Of our five Vincentian Virtues, the one that first comes to mind in considering the life and works of our founder, Blessed Frédéric Ozanam, is humility, which our Rule teaches us is “accepting the truth about our frailties, gifts, talents, and charism, yet knowing that all that God gives us is for others and that we can achieve nothing of eternal value without His grace.” [Rule, Part I, 2.5.1]
As a young man, he clearly recognized the blessings with which he had been bestowed, saying that “There does not exist perhaps in the vineyard of the Eternal Father, a single vine to which He has given so much care and attention.” Recognizing his own many gifts, he also recognized his obligation to share them for the benefit of others, to answer the call of “the mysterious voice from within.” And yet, while he “recognized God’s gift” he believed himself “incapable of willing or of acting.” [Baunard, 98-99]

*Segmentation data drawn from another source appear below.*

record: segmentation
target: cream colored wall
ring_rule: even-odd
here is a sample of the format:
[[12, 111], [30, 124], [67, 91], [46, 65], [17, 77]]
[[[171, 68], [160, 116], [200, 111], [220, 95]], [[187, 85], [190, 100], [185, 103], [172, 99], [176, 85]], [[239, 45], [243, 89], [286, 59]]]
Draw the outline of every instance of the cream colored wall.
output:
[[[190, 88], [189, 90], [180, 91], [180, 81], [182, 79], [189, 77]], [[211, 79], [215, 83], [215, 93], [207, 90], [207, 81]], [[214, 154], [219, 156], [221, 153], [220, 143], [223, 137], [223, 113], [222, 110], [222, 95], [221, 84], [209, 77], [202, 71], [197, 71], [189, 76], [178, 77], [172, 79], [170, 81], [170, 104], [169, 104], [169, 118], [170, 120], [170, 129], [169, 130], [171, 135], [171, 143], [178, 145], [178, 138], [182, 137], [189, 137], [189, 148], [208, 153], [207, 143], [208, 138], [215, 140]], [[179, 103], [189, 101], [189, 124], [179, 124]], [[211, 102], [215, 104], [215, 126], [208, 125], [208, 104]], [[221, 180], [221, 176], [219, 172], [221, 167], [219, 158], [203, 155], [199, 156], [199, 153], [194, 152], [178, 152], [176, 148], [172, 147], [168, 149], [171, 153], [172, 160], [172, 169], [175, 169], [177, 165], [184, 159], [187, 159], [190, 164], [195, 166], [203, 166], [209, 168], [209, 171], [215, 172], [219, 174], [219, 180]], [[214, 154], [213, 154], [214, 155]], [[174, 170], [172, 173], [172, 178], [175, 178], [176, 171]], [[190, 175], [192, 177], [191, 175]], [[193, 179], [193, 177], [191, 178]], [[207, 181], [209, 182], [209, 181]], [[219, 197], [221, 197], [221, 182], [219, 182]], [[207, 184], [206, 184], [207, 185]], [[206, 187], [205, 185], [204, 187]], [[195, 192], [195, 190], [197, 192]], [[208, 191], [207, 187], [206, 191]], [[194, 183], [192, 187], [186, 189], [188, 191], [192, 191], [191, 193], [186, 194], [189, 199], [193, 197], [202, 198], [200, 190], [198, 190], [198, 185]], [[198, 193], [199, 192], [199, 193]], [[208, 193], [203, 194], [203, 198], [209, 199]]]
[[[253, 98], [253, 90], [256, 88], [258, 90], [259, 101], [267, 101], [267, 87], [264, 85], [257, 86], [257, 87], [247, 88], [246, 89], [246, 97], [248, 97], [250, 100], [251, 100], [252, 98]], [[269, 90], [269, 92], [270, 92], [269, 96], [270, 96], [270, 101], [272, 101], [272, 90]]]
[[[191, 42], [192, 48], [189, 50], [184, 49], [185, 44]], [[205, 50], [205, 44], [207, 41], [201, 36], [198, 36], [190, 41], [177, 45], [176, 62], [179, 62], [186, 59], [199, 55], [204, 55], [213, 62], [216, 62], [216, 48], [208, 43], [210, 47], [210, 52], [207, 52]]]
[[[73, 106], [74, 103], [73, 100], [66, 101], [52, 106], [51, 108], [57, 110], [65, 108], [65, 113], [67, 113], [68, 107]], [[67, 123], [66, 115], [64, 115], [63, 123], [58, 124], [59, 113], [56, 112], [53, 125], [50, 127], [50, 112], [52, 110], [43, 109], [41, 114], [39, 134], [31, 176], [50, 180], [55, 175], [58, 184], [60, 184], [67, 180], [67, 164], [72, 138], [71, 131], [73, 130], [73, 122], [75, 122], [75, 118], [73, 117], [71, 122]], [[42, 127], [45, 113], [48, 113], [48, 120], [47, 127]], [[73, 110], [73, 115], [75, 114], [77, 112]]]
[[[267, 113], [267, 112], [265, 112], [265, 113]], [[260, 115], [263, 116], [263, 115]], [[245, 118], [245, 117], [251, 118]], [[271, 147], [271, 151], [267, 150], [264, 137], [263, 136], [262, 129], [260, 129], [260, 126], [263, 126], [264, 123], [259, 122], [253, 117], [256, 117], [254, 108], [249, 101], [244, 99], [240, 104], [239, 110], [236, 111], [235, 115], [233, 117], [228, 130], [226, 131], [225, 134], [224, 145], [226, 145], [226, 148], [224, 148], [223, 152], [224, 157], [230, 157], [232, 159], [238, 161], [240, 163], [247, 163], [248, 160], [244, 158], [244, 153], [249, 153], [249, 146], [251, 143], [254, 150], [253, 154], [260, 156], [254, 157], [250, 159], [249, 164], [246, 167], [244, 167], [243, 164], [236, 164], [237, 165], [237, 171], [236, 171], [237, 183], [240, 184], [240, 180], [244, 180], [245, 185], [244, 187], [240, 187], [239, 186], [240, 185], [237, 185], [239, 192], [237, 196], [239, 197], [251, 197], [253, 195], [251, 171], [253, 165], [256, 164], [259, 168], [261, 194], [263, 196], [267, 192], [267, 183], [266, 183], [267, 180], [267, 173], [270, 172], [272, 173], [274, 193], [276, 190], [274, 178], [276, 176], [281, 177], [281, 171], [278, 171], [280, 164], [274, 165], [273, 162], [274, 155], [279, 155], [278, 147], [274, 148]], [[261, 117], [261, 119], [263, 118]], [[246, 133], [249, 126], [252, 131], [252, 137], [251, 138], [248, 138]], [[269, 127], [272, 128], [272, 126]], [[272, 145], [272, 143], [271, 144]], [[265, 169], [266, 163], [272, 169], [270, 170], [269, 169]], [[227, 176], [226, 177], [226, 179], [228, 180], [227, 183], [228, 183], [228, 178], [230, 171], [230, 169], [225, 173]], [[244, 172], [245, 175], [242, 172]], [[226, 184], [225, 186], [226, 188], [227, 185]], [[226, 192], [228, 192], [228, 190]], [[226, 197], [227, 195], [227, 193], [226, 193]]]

At the Sorbonne, Frédéric certainly made great use of his formidable intellectual gifts. He quickly earned a reputation for his bold defenses of the faith in the face of attacks from students and professors alike. He was a skillful debater, unafraid in offering arguments that at times caused even his professors to rethink their own arguments.
And yet, when challenged in the Conference of History to show the good of the Church, Frédéric did not leap to impassioned argument. One of his chief goals in that debating club had been to win over the unbelieving students to the faith, and yet, when directly asked “what are you doing … to prove the truth of your faith?” he had no ready answer. [Baunard, 64] Surely such a brilliant debater could have launched a devastating argument; in modern parlance, he could have “owned” the Saint Simonians.
Instead, he and his friends left in silence. They could see not that their arguments had been defeated, but that words alone were not sufficient. Indeed, words had so far seemed counterproductive. Rather than rely upon their own intellect to show the good of the faith, they saw instead that they had to humbly follow upon the example of Jesus, and use their gifts to serve His poor.
It was the same thing taught by St. Vincent de Paul, who had two hundred years earlier advised one of his missioners to be “more humble and devout toward God, and more charitable toward your neighbor so that they may see the beauty and holiness of our religion and be moved to return to it.” [CCD VIII:209]
Our gifts are sufficient if we use them as God wills, for the benefit of others and the glory of His name, “without thinking of any reward or advantage for [ourselves].” [Rule, Part I, 2.2] The Society’s very founding was an act of humility. How can we do otherwise?
What personal ambition or desire is the “mysterious voice from within” calling me to set aside?